Employment Law Cases

Allegation that supervisor was taking a patient's food was a whistleblowing disclosure

Elysium Healthcare No. 2 Ltd v Ogunlami

An employee suffered whistleblowing detriments following an allegation that his supervisor had been taking a patient’s food.

To be protected against dismissal and/or detriment for whistleblowing, a worker must make a ‘qualifying disclosure’. Such a disclosure must:

  • in the reasonable belief of the worker, be made in the public interest, and
  • show that one of more of specified types of wrongdoing has or is likely to take place (one of which is failing to comply with a legal obligation)

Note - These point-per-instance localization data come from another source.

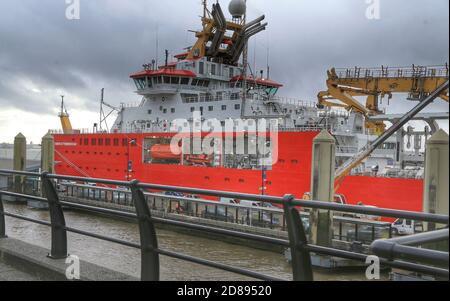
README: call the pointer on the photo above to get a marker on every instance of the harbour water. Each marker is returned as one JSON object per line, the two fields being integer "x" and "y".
{"x": 127, "y": 260}
{"x": 33, "y": 154}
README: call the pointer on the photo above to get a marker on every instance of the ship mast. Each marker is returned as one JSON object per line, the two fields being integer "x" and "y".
{"x": 244, "y": 70}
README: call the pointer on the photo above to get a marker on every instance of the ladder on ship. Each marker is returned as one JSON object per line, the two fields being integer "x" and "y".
{"x": 352, "y": 163}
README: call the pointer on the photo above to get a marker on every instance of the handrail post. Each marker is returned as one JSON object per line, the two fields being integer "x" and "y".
{"x": 57, "y": 220}
{"x": 149, "y": 242}
{"x": 301, "y": 259}
{"x": 2, "y": 220}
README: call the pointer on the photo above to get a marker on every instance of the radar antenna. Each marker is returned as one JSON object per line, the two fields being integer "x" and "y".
{"x": 103, "y": 116}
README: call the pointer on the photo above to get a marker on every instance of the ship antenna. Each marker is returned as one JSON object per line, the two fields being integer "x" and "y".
{"x": 157, "y": 44}
{"x": 167, "y": 57}
{"x": 62, "y": 104}
{"x": 244, "y": 70}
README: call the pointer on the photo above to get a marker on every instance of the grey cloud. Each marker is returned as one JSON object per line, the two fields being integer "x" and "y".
{"x": 114, "y": 38}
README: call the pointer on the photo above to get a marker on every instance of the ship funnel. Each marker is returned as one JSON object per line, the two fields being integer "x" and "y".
{"x": 237, "y": 8}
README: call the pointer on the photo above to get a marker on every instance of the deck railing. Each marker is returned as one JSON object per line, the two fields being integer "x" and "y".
{"x": 150, "y": 251}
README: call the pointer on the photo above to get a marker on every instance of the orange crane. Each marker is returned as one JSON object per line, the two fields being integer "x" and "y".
{"x": 64, "y": 118}
{"x": 375, "y": 84}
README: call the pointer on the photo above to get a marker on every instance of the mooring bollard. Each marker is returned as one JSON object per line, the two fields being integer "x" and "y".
{"x": 47, "y": 156}
{"x": 435, "y": 198}
{"x": 322, "y": 188}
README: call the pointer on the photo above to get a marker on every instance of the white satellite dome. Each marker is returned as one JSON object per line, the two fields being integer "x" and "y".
{"x": 237, "y": 8}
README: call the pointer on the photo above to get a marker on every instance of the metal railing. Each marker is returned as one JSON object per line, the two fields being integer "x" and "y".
{"x": 150, "y": 266}
{"x": 408, "y": 248}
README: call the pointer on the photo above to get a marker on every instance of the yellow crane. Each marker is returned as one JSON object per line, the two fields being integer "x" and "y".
{"x": 64, "y": 118}
{"x": 376, "y": 83}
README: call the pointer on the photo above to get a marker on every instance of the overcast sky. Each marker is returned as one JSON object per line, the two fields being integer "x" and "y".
{"x": 44, "y": 55}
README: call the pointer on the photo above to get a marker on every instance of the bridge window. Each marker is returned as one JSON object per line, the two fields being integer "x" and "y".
{"x": 189, "y": 98}
{"x": 234, "y": 96}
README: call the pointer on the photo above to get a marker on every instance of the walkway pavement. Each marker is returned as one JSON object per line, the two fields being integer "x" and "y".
{"x": 10, "y": 273}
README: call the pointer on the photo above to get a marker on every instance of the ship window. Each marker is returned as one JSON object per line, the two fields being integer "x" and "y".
{"x": 174, "y": 80}
{"x": 189, "y": 98}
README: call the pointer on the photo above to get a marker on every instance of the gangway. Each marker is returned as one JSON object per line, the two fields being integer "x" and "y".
{"x": 347, "y": 167}
{"x": 375, "y": 83}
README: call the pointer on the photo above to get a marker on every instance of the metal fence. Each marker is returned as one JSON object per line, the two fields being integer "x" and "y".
{"x": 150, "y": 251}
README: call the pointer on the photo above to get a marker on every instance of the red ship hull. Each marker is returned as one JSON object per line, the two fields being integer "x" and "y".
{"x": 77, "y": 155}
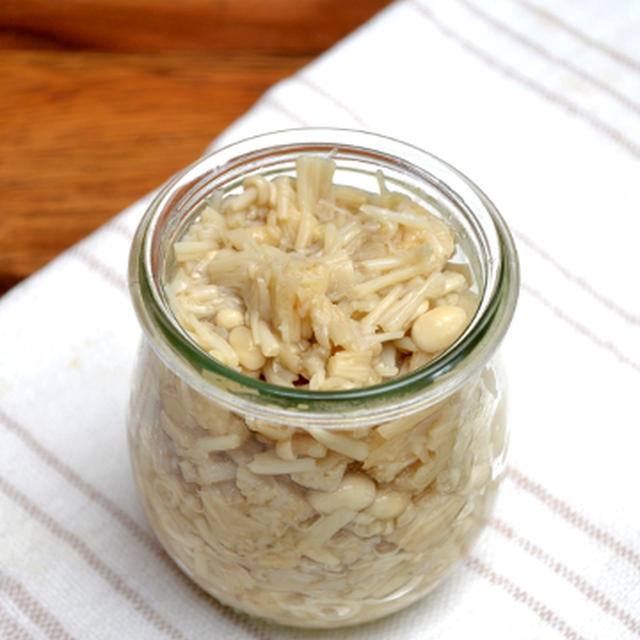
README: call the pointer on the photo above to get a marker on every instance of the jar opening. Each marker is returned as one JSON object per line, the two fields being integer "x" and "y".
{"x": 482, "y": 236}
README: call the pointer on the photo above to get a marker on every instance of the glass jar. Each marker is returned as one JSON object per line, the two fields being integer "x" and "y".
{"x": 402, "y": 474}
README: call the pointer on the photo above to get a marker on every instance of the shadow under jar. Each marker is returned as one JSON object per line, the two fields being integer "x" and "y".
{"x": 320, "y": 508}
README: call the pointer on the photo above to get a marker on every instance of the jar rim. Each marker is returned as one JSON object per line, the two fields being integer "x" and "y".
{"x": 341, "y": 408}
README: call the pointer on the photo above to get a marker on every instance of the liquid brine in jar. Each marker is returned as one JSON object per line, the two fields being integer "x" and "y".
{"x": 317, "y": 424}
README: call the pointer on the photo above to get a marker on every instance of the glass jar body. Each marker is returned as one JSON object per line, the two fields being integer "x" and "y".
{"x": 315, "y": 527}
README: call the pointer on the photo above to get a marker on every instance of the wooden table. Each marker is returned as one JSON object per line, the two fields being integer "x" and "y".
{"x": 100, "y": 101}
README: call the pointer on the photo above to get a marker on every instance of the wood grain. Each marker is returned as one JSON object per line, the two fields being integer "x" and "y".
{"x": 102, "y": 101}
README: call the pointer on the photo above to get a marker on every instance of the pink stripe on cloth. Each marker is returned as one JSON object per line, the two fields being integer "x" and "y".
{"x": 10, "y": 629}
{"x": 577, "y": 280}
{"x": 555, "y": 98}
{"x": 32, "y": 608}
{"x": 581, "y": 35}
{"x": 519, "y": 594}
{"x": 543, "y": 52}
{"x": 571, "y": 515}
{"x": 589, "y": 591}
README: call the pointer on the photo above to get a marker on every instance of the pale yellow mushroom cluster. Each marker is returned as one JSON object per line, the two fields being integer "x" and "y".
{"x": 302, "y": 282}
{"x": 299, "y": 281}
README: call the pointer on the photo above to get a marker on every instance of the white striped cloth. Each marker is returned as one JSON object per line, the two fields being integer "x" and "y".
{"x": 539, "y": 103}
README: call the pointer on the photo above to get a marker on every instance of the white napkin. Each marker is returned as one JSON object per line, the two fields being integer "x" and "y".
{"x": 539, "y": 103}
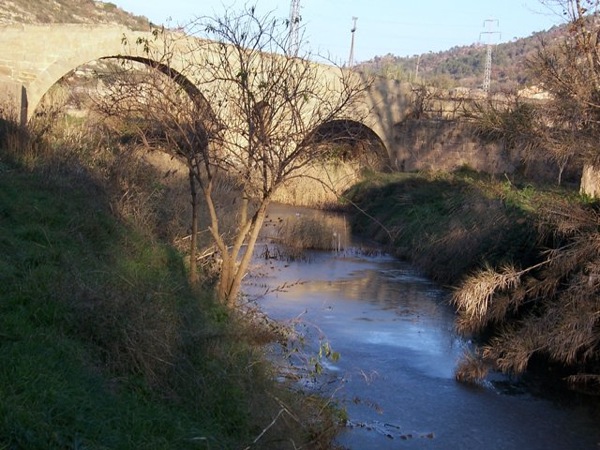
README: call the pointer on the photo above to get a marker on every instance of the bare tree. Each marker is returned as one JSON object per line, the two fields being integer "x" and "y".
{"x": 254, "y": 113}
{"x": 570, "y": 71}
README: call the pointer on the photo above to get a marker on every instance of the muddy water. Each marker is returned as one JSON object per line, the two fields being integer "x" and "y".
{"x": 394, "y": 331}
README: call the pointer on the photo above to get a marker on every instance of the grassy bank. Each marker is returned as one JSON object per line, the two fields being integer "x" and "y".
{"x": 449, "y": 225}
{"x": 105, "y": 345}
{"x": 522, "y": 262}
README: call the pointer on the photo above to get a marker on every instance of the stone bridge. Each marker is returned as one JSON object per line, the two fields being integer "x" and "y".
{"x": 34, "y": 57}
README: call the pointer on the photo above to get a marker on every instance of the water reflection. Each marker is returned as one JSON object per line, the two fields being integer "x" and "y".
{"x": 395, "y": 332}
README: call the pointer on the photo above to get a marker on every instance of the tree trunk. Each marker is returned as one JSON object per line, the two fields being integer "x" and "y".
{"x": 590, "y": 181}
{"x": 193, "y": 276}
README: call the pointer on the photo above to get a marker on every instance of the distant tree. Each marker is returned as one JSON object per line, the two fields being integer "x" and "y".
{"x": 570, "y": 71}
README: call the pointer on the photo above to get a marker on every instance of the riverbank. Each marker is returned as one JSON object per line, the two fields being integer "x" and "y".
{"x": 488, "y": 240}
{"x": 104, "y": 344}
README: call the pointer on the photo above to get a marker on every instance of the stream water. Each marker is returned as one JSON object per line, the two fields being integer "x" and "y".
{"x": 394, "y": 331}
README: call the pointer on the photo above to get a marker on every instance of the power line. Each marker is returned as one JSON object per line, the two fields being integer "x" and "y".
{"x": 487, "y": 75}
{"x": 294, "y": 43}
{"x": 353, "y": 30}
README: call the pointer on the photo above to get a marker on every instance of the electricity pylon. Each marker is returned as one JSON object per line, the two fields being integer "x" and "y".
{"x": 487, "y": 74}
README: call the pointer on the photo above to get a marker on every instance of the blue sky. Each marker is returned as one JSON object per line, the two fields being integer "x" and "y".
{"x": 400, "y": 27}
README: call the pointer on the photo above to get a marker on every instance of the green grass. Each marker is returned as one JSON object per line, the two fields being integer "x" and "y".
{"x": 104, "y": 345}
{"x": 451, "y": 224}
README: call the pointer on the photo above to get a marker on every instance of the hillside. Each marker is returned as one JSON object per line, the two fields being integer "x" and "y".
{"x": 68, "y": 11}
{"x": 464, "y": 65}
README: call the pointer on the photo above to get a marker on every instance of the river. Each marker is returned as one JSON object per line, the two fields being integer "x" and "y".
{"x": 394, "y": 331}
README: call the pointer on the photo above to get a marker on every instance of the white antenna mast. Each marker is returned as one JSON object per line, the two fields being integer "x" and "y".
{"x": 353, "y": 30}
{"x": 294, "y": 43}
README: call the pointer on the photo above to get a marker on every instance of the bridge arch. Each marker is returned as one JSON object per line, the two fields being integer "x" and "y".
{"x": 356, "y": 141}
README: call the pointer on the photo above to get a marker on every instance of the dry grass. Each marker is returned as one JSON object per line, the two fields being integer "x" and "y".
{"x": 320, "y": 186}
{"x": 550, "y": 309}
{"x": 309, "y": 233}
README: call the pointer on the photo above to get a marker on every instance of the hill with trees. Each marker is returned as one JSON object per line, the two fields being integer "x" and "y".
{"x": 463, "y": 66}
{"x": 68, "y": 11}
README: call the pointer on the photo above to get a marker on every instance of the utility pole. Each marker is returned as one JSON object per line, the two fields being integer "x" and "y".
{"x": 294, "y": 42}
{"x": 353, "y": 30}
{"x": 490, "y": 34}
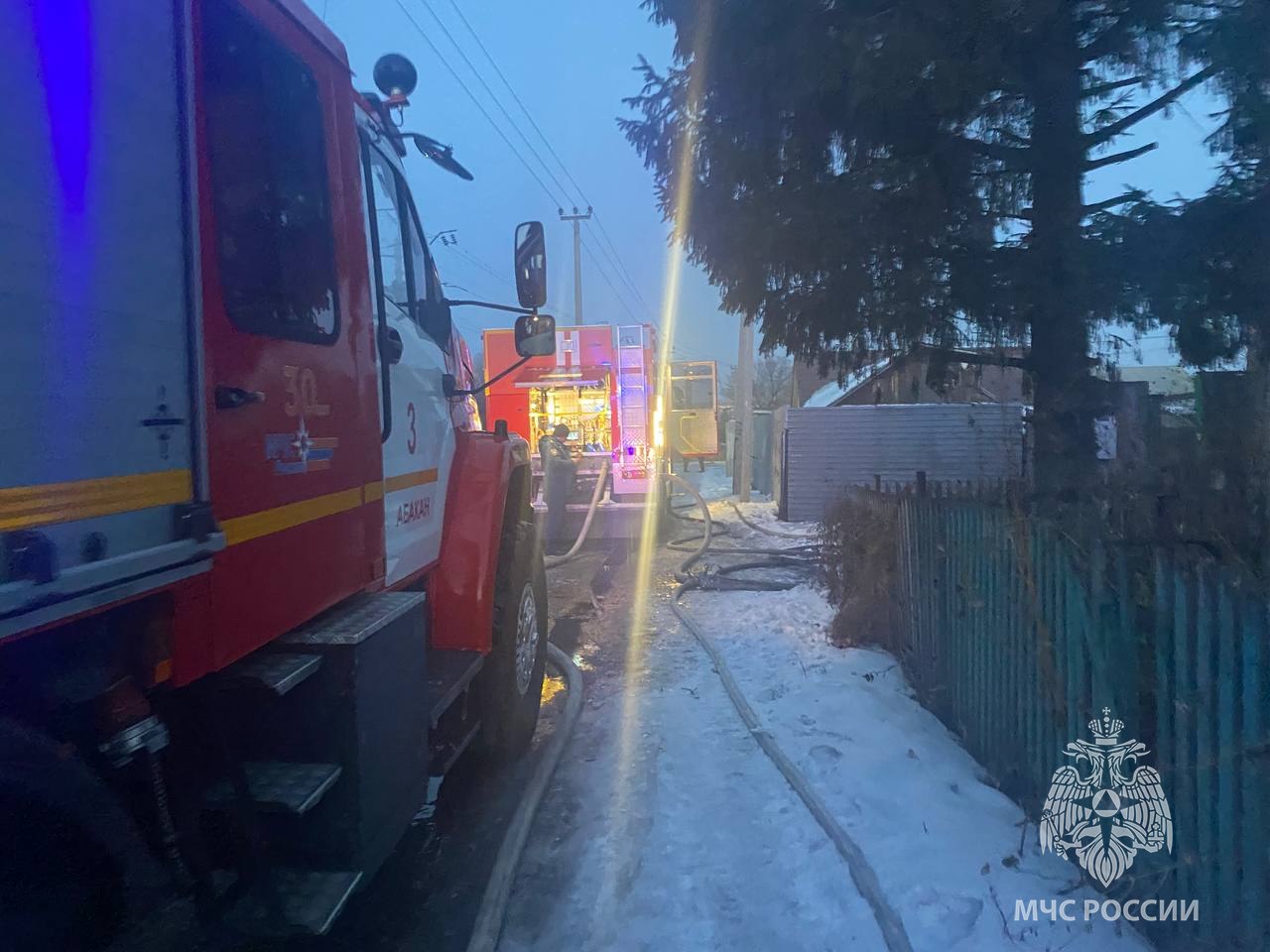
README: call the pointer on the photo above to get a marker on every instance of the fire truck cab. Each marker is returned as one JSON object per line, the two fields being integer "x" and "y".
{"x": 262, "y": 574}
{"x": 602, "y": 384}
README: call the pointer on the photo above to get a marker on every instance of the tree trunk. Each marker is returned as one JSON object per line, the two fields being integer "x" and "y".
{"x": 1064, "y": 414}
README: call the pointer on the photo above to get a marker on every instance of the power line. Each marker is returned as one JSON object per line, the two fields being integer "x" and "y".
{"x": 603, "y": 275}
{"x": 619, "y": 271}
{"x": 520, "y": 102}
{"x": 476, "y": 102}
{"x": 493, "y": 96}
{"x": 620, "y": 267}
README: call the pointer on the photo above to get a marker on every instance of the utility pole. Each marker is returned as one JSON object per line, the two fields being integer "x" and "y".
{"x": 576, "y": 258}
{"x": 744, "y": 400}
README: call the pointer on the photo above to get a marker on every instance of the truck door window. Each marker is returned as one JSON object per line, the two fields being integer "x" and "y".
{"x": 268, "y": 176}
{"x": 405, "y": 266}
{"x": 393, "y": 254}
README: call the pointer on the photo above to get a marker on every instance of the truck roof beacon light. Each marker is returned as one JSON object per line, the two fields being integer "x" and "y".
{"x": 395, "y": 77}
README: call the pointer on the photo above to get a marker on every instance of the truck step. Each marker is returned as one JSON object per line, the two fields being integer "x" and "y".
{"x": 309, "y": 900}
{"x": 449, "y": 673}
{"x": 280, "y": 785}
{"x": 278, "y": 673}
{"x": 354, "y": 621}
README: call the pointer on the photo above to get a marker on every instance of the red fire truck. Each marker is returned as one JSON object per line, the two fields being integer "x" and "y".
{"x": 601, "y": 382}
{"x": 262, "y": 578}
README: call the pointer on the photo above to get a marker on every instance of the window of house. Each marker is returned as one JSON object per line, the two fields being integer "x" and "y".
{"x": 268, "y": 176}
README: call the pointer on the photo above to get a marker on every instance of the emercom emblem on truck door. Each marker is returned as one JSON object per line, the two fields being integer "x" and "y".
{"x": 303, "y": 449}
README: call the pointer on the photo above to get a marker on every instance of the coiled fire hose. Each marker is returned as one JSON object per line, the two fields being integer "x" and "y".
{"x": 889, "y": 923}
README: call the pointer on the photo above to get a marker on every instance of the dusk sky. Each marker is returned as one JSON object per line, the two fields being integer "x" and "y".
{"x": 571, "y": 62}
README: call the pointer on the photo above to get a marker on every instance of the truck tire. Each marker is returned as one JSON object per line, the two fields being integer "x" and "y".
{"x": 513, "y": 682}
{"x": 73, "y": 870}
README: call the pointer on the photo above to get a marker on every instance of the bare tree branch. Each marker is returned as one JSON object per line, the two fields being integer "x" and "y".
{"x": 1012, "y": 157}
{"x": 1103, "y": 87}
{"x": 1107, "y": 132}
{"x": 1110, "y": 202}
{"x": 1116, "y": 158}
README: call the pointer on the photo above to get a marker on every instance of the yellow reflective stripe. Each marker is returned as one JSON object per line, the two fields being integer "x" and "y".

In does not matter that a worker’s belief subsequently turns out to be mistaken - as long as the worker reasonably believed it at the time.

Background

Mr Ogunlami worked as a healthcare assistant looking after vulnerable patients. He complained to the management on various occasions that his supervisor had been taking food from patients which he claimed breached company policies, was a disciplinary issue and could have safeguarding issues. He brought a whistleblowing claim alleging that he’d suffered various detriments because of these complaints, among them being rejected for a post and being moved without his consent to a new work location. A tribunal upheld his complaint that he had made protected disclosures and awarded him £7,500 compensation for injury to feelings. His employer appealed, arguing that the complaints were not qualifying disclosures because Mr Ogunlami had not provided enough evidence that his complaints tended to show a breach of a legal obligation and that the public interest element of the legislative test had not been satisfied.

EAT decision

The appeal was dismissed.

The evidence showed that Mr Ogunlami believed the actions of his supervisor were more than morally wrong. His evidence was that the conduct involved a breach of company policy and could lead to disciplinary action. Notwithstanding that he had not said so in express terms, this, held the EAT, was sufficient to establish a belief that the information tended to show a breach of a legal obligation (i.e. breach of an employment contract). While not all breaches of company policy will amount to breach of an employment contract, in the EAT’s view they typically will do so. The EAT stressed that whistleblowers should not be expected to use precise legal terminology – to do so would impose too high a requirement on a worker.

As to the public interest issue, the EAT was satisfied that the mistreatment of vulnerable members of society readily satisfied the public interest requirement. The tribunal had correctly held that Mr Ogunlami subjectively believed that his disclosure was in the public interest.

Link to judgment: https://www.bailii.org/uk/cases/UKEAT/2019/0116_18_1202.html

Comment

This case is a useful reminder that the test is not whether there has in fact been a breach of a legal obligation but whether the employee reasonably believes there to have been one. Too often employers will say that it cannot be whistleblowing because the employee is wrong.